I am in the process of buying a bridgeport with a Acu-rite III DRO, when you turn on unit it will light up but can not zero out the displays.
It is only a 2 axis display but everytime you press the reset/zero button to the left it will show all zero's but when you release the button it goes back to blank and a little tick mark on the upper left hand corner?  What could be wrong with it?  Is it worth buying or not??


----------



## Senna (Mar 4, 2014)

I can't tell you what is wrong with the Acu-Rite but they are still in business and their tech support is very good and based in the US. Give them a call and they'll help you out.

Welcome to the forum.


----------



## dbranco (Mar 4, 2014)

Thanks Dan


----------



## churchjw (Mar 5, 2014)

Post what you find out on this.

Jeff


----------



## Senna (Mar 6, 2014)

churchjw said:


> Post what you find out on this.
> 
> Jeff



Yes, please do.


----------



## chuckorlando (Mar 6, 2014)

If it's lie the ones at school hit the "no ref" butto, then axis, then zero, then enter. When we first got them you could just hit axis zero zero. I aint sure what happened but now I do it as posted


----------



## kcoffield (Sep 11, 2021)

I know this is an old thread but I have an Acu-Rite II DRO that just lapsed into the same problem..........won't zero/reset. I downloaded the manual and tried the trouble shooting suggestions to no avail but suspect it is a circuit board level issue. It started as a sporadic problem cured by power down/up but now has become constant. 

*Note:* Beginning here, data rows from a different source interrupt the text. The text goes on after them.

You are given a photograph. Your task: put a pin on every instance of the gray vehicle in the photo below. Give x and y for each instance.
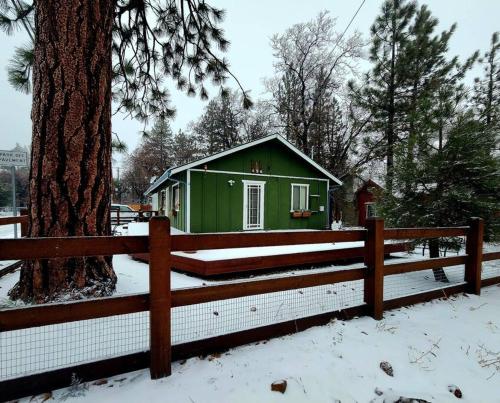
(122, 214)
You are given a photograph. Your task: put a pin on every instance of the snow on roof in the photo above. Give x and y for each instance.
(172, 171)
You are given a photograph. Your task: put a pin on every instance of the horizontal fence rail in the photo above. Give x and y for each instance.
(47, 248)
(415, 233)
(245, 240)
(487, 256)
(190, 296)
(366, 282)
(433, 263)
(51, 314)
(23, 219)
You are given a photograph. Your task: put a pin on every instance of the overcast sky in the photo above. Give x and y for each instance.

The display appears to otherwise function fine as all illuminate when you hit the reset button but not when you release the button, and it displays the error tic mark (see attached picture). I did contact Acu-Rite but this is an early 70s vintage DRO and is no longer supported.  I also see more contemporary displays with cable adapters and compatible with my scales/reading heads are available for ~$300 but thought I'd throw this out there to see if it was a common fault with easy fix. Anyone?


Best,
Kelly


----------



## pontiac428 (Sep 11, 2021)

Do you need to toggle Absolute mode off?


----------



## kcoffield (Sep 11, 2021)

pontiac428 said:


> Do you need to toggle Absolute mode off?


Same in both absolute & incremental.

Best,
Kelly


----------



## kcoffield (Sep 12, 2021)

I may have caught a break today. After turning on the DRO I was messing with the cables and saw the display flicker. The cables are small flexible steel armored conduit and the strain relief at the 6-pin Mil-type connector on the x-axis was cracked. I couldn't get the display to reset again by fiddling with it but when I checked with my volt meter I noticed two of the pins were grounded and figured there should only be one. Turns out, the strain reliefs are cast in place and also serve as potting to keep wire separation and with the aged/cracking/damage, the ground wire may have been shorted to one of the sensing lines.

I removed the potted strain relief and resoldered the wires to the 6 pin connector and the display worked normally all day. I may have gotten lucky or it may recur because I'm pretty sure not only did I swap them, I also unplugged and tried each cable/scale individually so if the short to ground in one cable was taking out the display, I'd think it would have been fine without the potentially offending x-axis connected........we shall see with time but if it continues to work fine, I'll cast on another potted strain relief and soldier on!

Best,
Kelly


----------